Ian Blair - the politician's copper, not London's.
The position of Commissioner of Police of the Metropolis is in effect not only England's most senior copper, but the copper Londoners recognise as representing our great international city's commitment to the rule of law on the streets. Even though responsibility for the Met was transferred from the Home Office to the GLA seven years ago, the Commissioner is still appointed directly by the Home Secretary. London gets the Commissioner the Home Secretary of the day thinks we deserve. Blair was Blunkett's choice.
The IPCC's report on the Met leadership's actions during the killing of Mr. de Menezes makes grim reading. Sir Ian sat happily in his office, poring over 'excel' charts of diversity training targets, the number of parking tickets translated into Vietnamese, approving new equalities mission statements and doodling new management structures or such like activities. Word had got out that his men had wrongly shot a Brazilian tourist; within hours every copper in London, on or off duty, knew the score. Every copper except Sir Ian. Insulated in his fluffy cloud of NuLabour public management performance targets, he was blissfully unaware that anything was amiss.

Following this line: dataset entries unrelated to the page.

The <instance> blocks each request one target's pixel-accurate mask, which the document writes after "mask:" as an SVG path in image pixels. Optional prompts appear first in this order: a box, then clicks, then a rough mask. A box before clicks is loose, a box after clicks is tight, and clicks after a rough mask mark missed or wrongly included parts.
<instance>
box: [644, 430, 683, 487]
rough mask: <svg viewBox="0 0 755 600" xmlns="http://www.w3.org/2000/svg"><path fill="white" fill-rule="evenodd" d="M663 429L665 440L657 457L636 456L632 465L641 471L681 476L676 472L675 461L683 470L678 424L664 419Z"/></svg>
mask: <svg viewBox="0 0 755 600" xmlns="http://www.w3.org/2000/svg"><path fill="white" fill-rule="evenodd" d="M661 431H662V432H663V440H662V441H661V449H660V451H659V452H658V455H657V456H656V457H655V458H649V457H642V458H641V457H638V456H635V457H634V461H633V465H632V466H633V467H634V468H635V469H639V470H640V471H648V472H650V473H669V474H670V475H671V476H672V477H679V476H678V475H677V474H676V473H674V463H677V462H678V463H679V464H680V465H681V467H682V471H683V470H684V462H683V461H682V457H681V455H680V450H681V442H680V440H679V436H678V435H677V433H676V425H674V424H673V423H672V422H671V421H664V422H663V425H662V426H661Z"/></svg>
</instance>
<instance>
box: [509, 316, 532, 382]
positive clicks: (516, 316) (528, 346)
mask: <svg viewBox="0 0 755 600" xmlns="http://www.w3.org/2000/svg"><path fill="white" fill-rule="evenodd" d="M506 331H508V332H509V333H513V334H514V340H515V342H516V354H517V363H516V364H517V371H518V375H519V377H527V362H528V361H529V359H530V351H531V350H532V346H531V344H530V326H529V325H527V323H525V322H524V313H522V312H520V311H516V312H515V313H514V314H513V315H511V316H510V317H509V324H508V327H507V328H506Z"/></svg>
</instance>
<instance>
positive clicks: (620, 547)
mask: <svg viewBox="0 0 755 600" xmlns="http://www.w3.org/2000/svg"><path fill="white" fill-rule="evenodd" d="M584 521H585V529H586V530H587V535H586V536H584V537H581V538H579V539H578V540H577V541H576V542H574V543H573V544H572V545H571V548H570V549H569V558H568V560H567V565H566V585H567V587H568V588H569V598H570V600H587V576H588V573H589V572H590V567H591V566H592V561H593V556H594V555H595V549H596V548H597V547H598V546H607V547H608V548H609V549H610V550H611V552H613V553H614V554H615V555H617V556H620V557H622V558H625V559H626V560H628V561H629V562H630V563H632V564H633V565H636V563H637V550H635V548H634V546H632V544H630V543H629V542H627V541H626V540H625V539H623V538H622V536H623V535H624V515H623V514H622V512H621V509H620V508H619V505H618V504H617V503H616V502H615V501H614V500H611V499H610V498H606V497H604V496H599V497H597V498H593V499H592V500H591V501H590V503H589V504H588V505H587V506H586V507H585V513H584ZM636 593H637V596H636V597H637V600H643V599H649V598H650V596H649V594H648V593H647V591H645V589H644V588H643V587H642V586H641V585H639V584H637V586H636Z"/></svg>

Yesterday he gave the most crassly risible press conference at which he beamed with pride at having been the most ignorant copper in London at that time, no doubt taking great satisfaction as he did so that his statement was printed on recycled paper.
Ian Blair is to the Met what John Birt was to the BBC; a NuLabour cultural apparatchik, parachuted in to supplant traditional professional values with the nonsense babble of management consultants and the dross of a meaningless and irrelevant performance target culture. He is in every sense a NuLabour political appointee. He is Gordon Brown's chief copper, not London's. Today there can be few Met coppers who have much confidence in a man who sees himself as their chief executive rather than their leader.
Surely the time has come to remove this most important appointment from the sticky and partisan hands of the Home Secretary and put the job of picking a new Commissioner back where it started - with London's magistrates, recorders and judges. Henry and Sir John Fielding, the magistrates who gave us the Bow Street Runners some 260 years ago, would surely approve.